I am trying to compute this integral: $$\int_{-\infty}^{\infty}\frac{x-\sin x}{x^3(x^2+16)}dx$$ In theory, I know how to do it. After some easy part (I will post it upon request) I stuck with the following: I will have to compute $$A=Res(\frac{z+ie^{iz}}{z^3(z^2+16)},0)$$ and $$A'=Res(\frac{z+ie^{iz}}{z^3(z^2+16)},4i).$$ I can compute $A'$ instantly. I know that $$A=\frac12\Bigg(\frac{z+e^{iz}}{(z^2+16)}\Bigg )''(0).$$ I can compute $A$ with CAS, and even manually and finally I can evaluate my integral. The answer is correct. The problem is that computation of the derivative takes huge amount of time. I can not perform it in class in reasonable time. I found this problem in a solution manual and there they evaluate very similar residue instantly, without computations: $$B=Res(\frac{z+i(e^{iz}-1)}{z^3(z^2+16)},0) =-\frac{i}{32}.$$ I completely understand when and how they get that $-1$ in enumerator, this is clear for me. So my questions:
- How do they compute $B$ instantly? Are they cheating, or they are smart?
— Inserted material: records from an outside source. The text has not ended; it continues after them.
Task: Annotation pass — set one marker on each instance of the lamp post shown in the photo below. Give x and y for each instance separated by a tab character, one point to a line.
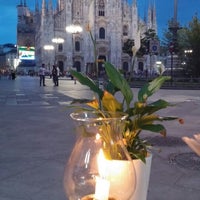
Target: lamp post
73	29
57	41
188	53
49	48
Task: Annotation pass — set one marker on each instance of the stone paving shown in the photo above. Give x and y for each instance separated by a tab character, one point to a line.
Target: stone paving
36	137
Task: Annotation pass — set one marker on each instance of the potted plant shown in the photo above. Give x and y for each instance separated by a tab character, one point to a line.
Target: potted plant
142	115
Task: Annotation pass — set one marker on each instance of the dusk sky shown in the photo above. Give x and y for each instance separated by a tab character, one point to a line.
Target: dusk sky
164	8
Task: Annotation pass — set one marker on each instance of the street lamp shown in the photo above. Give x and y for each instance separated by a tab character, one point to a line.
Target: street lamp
73	29
57	41
48	48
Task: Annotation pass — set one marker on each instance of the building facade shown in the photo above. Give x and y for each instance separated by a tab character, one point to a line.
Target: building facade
110	23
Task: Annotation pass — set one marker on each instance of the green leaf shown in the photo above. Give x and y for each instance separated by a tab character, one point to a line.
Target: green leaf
119	82
154	107
158	128
150	88
85	80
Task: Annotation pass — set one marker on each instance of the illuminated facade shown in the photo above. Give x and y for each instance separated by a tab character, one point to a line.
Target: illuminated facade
111	23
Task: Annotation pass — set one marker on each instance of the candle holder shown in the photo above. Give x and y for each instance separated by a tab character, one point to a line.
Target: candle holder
99	166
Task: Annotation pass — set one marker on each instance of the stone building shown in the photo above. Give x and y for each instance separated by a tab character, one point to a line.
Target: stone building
110	23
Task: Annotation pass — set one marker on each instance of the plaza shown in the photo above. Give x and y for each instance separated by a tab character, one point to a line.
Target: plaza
37	135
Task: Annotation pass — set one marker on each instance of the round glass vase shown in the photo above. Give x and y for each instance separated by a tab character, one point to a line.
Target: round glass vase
99	167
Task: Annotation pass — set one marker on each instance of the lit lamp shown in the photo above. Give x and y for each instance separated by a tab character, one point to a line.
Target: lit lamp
57	41
73	29
99	167
48	48
160	68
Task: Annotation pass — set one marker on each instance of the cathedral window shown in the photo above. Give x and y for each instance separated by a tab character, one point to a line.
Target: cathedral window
102	33
77	46
101	8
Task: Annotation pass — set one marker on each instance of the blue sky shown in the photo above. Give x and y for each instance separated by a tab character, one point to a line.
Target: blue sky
164	8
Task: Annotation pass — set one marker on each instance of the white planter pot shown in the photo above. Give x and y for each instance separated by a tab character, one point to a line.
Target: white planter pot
142	171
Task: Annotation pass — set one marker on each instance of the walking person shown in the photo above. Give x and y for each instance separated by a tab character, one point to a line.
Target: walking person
55	75
42	75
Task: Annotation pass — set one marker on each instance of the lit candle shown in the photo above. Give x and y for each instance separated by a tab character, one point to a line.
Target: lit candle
102	184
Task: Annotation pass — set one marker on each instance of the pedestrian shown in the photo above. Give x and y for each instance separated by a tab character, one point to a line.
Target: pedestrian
42	71
55	75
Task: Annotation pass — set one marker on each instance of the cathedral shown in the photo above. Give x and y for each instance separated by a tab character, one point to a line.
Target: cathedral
104	26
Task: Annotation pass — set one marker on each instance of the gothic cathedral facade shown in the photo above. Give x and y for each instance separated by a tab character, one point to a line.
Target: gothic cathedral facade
109	22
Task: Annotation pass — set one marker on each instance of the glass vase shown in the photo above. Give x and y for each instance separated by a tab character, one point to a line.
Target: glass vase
99	167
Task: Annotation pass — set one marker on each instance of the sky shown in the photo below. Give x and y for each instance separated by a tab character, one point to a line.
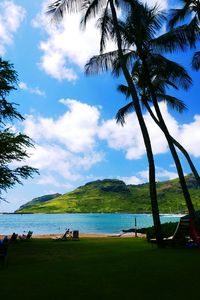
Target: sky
71	116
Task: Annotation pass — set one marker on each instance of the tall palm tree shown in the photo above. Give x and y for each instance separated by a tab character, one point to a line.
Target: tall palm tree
141	34
190	11
92	9
160	81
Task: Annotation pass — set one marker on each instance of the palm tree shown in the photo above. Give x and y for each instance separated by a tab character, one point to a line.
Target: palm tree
190	10
160	82
141	35
92	8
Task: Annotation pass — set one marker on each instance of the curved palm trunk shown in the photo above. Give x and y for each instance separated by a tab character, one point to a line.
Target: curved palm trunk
177	144
186	193
152	180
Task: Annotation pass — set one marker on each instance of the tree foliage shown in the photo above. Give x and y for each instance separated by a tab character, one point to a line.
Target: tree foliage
13	145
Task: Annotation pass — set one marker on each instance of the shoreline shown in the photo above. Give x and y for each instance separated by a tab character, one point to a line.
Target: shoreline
84	235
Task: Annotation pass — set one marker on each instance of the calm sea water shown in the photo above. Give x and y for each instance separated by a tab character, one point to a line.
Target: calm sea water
85	223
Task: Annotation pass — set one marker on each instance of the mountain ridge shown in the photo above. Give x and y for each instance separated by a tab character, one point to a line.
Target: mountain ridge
113	195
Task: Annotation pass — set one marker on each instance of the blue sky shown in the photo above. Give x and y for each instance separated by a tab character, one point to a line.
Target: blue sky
71	117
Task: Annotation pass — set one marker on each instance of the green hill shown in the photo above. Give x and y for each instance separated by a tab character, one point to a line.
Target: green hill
110	195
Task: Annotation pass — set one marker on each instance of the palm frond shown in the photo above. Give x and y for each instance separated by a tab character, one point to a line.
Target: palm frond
101	63
176	39
105	25
91	8
122	112
178	15
169	70
173	102
124	90
57	9
193	31
196	61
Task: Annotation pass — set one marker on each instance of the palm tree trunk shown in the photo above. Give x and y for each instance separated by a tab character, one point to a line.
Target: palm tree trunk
178	145
186	193
146	138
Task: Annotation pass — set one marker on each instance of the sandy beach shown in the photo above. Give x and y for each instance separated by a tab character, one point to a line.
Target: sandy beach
84	235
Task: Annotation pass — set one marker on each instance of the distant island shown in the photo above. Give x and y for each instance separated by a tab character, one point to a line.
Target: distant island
112	195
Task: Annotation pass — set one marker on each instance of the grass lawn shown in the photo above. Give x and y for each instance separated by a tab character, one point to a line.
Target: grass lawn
99	268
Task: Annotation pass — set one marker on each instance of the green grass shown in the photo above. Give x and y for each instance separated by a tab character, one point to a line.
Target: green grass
103	268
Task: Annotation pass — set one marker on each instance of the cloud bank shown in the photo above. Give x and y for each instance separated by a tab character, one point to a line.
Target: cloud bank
70	144
11	17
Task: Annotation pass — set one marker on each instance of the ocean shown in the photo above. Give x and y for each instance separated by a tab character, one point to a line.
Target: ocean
86	223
- Is it possible to compute $A$ instantly?
- If they are not cheating and it is not possible to compute $A$ without long calculation of a derivative, then what makes the difference?
I can provide additional details about steps that are clear for me upon request.
Thanks again for your answers!
Update:
Ok, now I see something related to computation of $B$: $z+i(e^{iz}-1) = -\frac{i}{2}z^2+o(z)$ at $0$ so after you divide on $z^3(z^2+16)$ you can kinda see how did they get $-\frac{i}{32}$ and do it easily. Is my idea true? Can you please explain it in a rigourus way? I do not really understand what is going on with $z^2+16$. Thanks again!
Update 2: Ok, I figured out everything myself. It is just straightforward evaluation on residue by definition via Taylor series, without at derivatives. It works at $0$ very easily. $-1$ in enumerator was important trick that made it possible.
The singularity of $\dfrac{z - \sin z}{z^3 (z^2 + 16)}$ at $z = 0$ is removable. That should help.